South Africa has been applauded widely for taking the initiative to bring allegations of genocide to the International Court of Justice under Article XI of the Genocide Convention that legally empowers any party to the treaty to bring a dispute with another party before the ICJ. Although the ICJ rose above politics to give a historically important, near unanimous, decision granting several of South Africa’s requests for Provisional Measures on January 26, 2024. Unfortunately, this preliminary ICJ order has little effect as Israel defied its interim obligatory adjustments in behavior pending a subsequent decision on whether the allegation of genocide has been established. There was exposed ‘a crisis of implementation’ as any effort to enforce the ICJ Interim Orders would depend on action by the Security Council, which would almost certainly be vetoed by the United States. Additionally, an ICJ decision following oral arguments and written pleadings would not be forthcoming for several years while the crisis in Gaza persisted.

Nevertheless, the ICJ Interim Order was an impressive vindication of international law and a legitimating demonstration of the legal professionalism of the Court. It has an authenticating impact on the governments of the Global South and even more worldwide in relation to civil society, including even in the United States and other complicit countries. Whether this pressure will result in coercive actions by way of boycotts and sanctions, and pariah status, remains to be seen, but at minimum it suggests that even in this unfavorable setting international law and populist activism offer some hope that genocide can be stopped and its perpetrators held accountable, if not formally, then by the action of peoples around the world.

3. What do you think about Palestinian resistance fighters’ right to initiate the October 7 operation against Israel?

 The right of resistance on the part of a people long occupied and abused is well established.
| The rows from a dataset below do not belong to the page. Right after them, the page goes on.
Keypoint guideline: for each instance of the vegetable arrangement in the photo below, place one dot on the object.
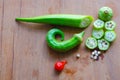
(78, 21)
(103, 32)
(63, 46)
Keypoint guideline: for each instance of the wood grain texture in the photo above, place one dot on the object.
(24, 54)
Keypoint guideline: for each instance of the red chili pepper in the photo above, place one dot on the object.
(59, 66)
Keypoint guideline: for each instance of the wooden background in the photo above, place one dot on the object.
(24, 54)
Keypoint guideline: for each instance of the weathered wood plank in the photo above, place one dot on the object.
(10, 11)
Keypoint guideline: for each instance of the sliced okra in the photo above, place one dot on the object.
(97, 33)
(91, 43)
(110, 36)
(103, 44)
(105, 13)
(98, 24)
(110, 25)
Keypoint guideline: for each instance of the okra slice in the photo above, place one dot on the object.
(97, 33)
(105, 13)
(110, 36)
(103, 44)
(110, 25)
(91, 43)
(98, 24)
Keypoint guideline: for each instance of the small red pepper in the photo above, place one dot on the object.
(59, 66)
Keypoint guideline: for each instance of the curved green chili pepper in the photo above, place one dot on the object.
(80, 21)
(62, 45)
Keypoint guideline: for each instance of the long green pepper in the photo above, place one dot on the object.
(63, 46)
(79, 21)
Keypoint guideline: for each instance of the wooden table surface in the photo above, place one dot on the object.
(24, 54)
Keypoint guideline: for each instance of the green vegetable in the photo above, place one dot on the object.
(103, 44)
(105, 13)
(79, 21)
(91, 43)
(98, 24)
(62, 45)
(97, 33)
(110, 25)
(110, 36)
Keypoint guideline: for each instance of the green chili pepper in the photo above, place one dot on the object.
(62, 45)
(80, 21)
Prior to October 7, the crime of apartheid had been documented in detailed reports by the most respect human rights NGOs, Human Rights Watch and Amnesty International, as well as by the Israeli NGO, B’tselem, and by the UN ESCWA.

While the right to resist is certainly justified by the conditions imposed over the long period of occupation, which ignored the Israeli duty to protect Palestinian civilians under its control, it does not confer unlimited rights. Resistance fighters, as other armed groups, are obliged to comply with international criminal law, and not abuse or target civilians, or commit atrocities. Yet unlike the allegations against Israel, there is no authoritative account of what happened on October 7. There were wildly exaggerated claims of barbarous behavior by Israel, but later retractions and much skepticism about Israel’s depiction of events on that day. Until an international factfinding commission is established and given full cooperation there will be doubt about the extent to which the criminality of the Hamas attack tainted its resistance claims.
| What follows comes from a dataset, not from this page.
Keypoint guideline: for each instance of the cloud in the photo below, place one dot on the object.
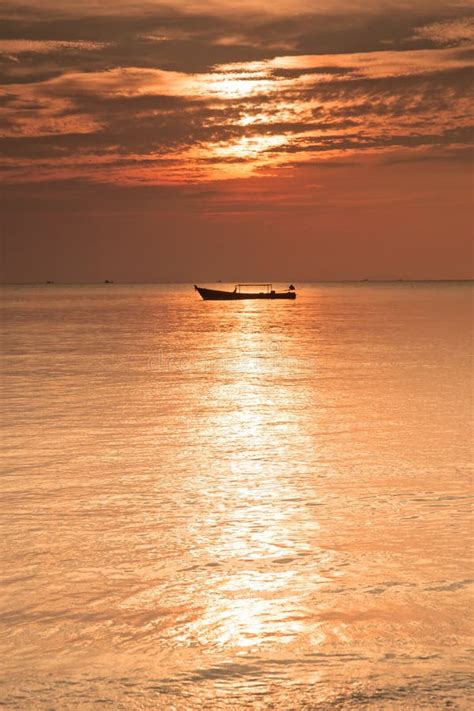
(165, 94)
4. How can the Palestinian people achieve their rights and overcome the ongoing occupation?

The Palestinian people are winning the struggle for public support in civil society and among many governments in the Global South. The rise of popular support for Palestinian rights even in complicit governments may erode somewhat their willingness to continue their support of Israel. Whether this is enough at this stage to make a difference with regard to ending the occupation is not clear at present. Prior anti-colonial struggles have been eventually won by the colonized people if they survive the genocidal assault on their existence. The breakaway British colonies in North America, Australia, and New Zealand managed through genocidal tactics to marginalize or eliminate the resistance of native peoples and complete their settler colonial projects; South Africa failed, and the project collapsed. Israel is in that space where it will either join the settler colonial ‘success’ stories or it will succumb to national resistance, with Jews either giving up the Jewish supremacy claims of

Zionism or finding to coexist with Palestinians on the basis of true equality.
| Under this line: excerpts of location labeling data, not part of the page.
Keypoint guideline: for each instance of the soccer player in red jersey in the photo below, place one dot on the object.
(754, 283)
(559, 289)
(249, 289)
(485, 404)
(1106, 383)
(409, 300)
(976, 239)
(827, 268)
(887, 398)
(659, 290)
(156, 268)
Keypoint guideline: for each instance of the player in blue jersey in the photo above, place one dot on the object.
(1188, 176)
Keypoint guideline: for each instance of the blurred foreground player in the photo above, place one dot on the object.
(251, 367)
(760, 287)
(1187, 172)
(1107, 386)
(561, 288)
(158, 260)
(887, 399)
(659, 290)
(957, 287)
5. As you know, Israel attacked Iran’s consulate, killing its military advisors in Syria which is considered contrary to international conventions, which prompted a military response by the country. What is your take on Iran’s punitive response to Israel, especially in terms of international laws?

The Iranian retaliatory strike against Israel caused neither deaths nor damage, although had its array of missiles and large number of drones not been destroyed, it might have had a war-generating disproportionate effect. The interpretation of Iran’s retaliation remains ambiguous. Did it intend to display its capabilities without inflicting major damage or was it an operational failure in the sense that the intention was to be as destructive as possible. Without clarity on this question, it is impossible to make an intelligent assessment of the relevance of international law.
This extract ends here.